Although Limerick admits the wisdom of employing the precautionary principle, by which one eschews actions that might bring unfortunate or unwanted results, she reminds us that scientific research will never relieve citizens of the burden of making difficult decisions without possessing all pertinent information. How very true, although politicians at national, state, and some local levels appear determined to relieve citizens of making any decisions at all about O&G development.

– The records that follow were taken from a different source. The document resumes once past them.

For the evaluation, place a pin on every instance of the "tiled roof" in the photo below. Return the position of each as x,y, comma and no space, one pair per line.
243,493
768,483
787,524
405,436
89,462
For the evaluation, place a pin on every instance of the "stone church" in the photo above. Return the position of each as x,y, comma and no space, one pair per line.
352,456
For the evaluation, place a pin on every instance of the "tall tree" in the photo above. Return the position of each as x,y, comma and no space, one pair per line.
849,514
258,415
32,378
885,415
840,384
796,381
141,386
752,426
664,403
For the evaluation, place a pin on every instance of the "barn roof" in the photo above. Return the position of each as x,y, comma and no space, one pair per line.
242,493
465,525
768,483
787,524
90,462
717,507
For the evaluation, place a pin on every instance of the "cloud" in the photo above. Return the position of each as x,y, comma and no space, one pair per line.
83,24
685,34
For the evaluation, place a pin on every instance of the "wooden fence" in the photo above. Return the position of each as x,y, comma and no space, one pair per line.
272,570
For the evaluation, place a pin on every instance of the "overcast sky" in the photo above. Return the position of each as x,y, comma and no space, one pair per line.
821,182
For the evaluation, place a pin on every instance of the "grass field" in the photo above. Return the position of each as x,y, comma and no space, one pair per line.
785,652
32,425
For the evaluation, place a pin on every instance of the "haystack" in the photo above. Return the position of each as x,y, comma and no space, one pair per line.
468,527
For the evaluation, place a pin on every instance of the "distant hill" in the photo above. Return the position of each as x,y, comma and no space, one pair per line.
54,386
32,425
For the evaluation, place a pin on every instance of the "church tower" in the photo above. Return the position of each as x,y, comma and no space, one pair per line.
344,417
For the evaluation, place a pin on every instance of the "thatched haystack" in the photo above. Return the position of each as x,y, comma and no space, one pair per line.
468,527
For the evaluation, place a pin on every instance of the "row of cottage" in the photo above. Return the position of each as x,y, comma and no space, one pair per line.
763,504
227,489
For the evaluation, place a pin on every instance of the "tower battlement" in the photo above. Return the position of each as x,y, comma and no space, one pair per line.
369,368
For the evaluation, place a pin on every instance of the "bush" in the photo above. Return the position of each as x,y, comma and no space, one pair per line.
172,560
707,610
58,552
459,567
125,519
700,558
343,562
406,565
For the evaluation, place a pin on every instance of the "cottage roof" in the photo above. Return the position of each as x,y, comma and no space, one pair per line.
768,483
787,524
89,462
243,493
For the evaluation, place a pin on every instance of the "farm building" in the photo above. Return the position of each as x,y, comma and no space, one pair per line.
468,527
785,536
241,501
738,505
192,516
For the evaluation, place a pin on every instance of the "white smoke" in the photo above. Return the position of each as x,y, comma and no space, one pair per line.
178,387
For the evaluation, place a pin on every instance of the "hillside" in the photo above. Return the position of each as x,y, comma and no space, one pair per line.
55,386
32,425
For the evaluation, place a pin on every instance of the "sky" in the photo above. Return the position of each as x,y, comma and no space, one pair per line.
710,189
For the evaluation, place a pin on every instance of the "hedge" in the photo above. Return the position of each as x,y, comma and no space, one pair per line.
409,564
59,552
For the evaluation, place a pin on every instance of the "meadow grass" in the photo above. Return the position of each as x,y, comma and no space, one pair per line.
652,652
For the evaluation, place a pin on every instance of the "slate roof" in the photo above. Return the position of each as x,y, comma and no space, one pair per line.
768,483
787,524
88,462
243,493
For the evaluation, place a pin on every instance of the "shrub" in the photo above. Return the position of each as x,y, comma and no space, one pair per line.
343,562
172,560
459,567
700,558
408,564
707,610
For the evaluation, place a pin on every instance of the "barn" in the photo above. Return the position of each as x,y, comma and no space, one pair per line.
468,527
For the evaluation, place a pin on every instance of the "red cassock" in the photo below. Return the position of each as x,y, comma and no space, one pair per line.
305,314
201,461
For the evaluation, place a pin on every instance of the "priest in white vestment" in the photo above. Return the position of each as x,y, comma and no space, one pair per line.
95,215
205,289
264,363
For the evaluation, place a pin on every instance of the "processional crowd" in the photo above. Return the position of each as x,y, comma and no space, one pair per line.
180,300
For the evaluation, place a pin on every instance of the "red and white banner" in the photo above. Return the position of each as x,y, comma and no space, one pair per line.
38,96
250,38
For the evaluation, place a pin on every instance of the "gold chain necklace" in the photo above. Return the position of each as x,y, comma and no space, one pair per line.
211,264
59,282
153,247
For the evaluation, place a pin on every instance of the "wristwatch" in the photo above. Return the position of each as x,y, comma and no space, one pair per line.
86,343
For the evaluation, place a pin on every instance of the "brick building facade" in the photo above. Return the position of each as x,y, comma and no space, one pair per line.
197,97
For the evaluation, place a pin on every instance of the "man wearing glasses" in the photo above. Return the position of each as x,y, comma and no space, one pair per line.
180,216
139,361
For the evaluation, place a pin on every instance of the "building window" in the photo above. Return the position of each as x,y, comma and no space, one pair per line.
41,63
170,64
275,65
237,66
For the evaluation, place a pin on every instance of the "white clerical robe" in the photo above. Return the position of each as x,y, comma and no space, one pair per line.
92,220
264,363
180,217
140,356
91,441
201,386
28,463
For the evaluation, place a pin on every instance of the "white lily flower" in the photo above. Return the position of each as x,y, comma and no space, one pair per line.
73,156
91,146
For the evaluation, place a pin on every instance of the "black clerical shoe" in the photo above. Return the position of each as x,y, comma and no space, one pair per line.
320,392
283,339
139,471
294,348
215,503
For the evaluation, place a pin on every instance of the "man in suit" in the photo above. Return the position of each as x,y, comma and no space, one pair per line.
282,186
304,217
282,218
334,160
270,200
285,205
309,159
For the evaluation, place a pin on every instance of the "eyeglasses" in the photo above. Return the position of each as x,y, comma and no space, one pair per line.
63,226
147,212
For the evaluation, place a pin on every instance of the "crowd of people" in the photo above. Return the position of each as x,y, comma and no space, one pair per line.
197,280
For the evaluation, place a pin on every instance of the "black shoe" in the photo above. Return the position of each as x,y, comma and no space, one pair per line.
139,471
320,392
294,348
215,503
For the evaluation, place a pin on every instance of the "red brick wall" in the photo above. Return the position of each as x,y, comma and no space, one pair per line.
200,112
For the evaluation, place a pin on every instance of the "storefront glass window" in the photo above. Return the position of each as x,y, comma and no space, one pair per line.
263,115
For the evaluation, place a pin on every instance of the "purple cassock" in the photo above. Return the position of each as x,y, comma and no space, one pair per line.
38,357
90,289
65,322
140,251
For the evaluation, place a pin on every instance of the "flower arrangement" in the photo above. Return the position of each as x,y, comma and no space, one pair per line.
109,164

When it comes to public health, experts speak in terms of probabilities of risk, estimating the probability of something happening, while individuals may take potential risks on a much more personal level. Limerick rightly points out the prevalence of 'confirmation bias'--the tendency to incorporate only data that confirms what one already believes--as Simon and Garfunkel said, to see what you want to see and discard all the rest. This is truly an easy trap to fall into. (Here is where I must point out that Limerick has a remarkable tendency to adopt optimistic O&G-industry assurances that they will do better despite continual evidence to the contrary. Projection?) And she urges caution on those who make predictions, such as from a mere decade ago, when the US was in a position of energy dependence with a declining rate of production for both gas and oil; my, how things have changed. However, one thing hasn't changed, and that is this country's morbid and dire dependence on gas and oil, a dependence that is only deepening here and spreading with hurricane force around the world.
Limerick addresses all of the factors listed above. But there is a larger factor that neither she nor FrackingSENSE speakers choose to question. What effect will this new reliance on natural gas have on climate change? As Bill McKibben says, when the low-hanging hydrocarbon fruit began to decline, we could have taken that as a sign to begin switching our energy focus to sun, wind, thermal--clean and renewable sources of power. Instead, we turned our attentions to ever-more-remote and difficult-to-access sources of the same old hydrocarbons as we tear the tops off mountains, plumb ever-deeper and more-frigid waters, destroy subsurface geology, and scrape away arboreal forests for what lies beneath.
How about the probability of catastrophic climate change if we continue chasing and burning hydrocarbons? That is a probability that some would say is irrevocably personal.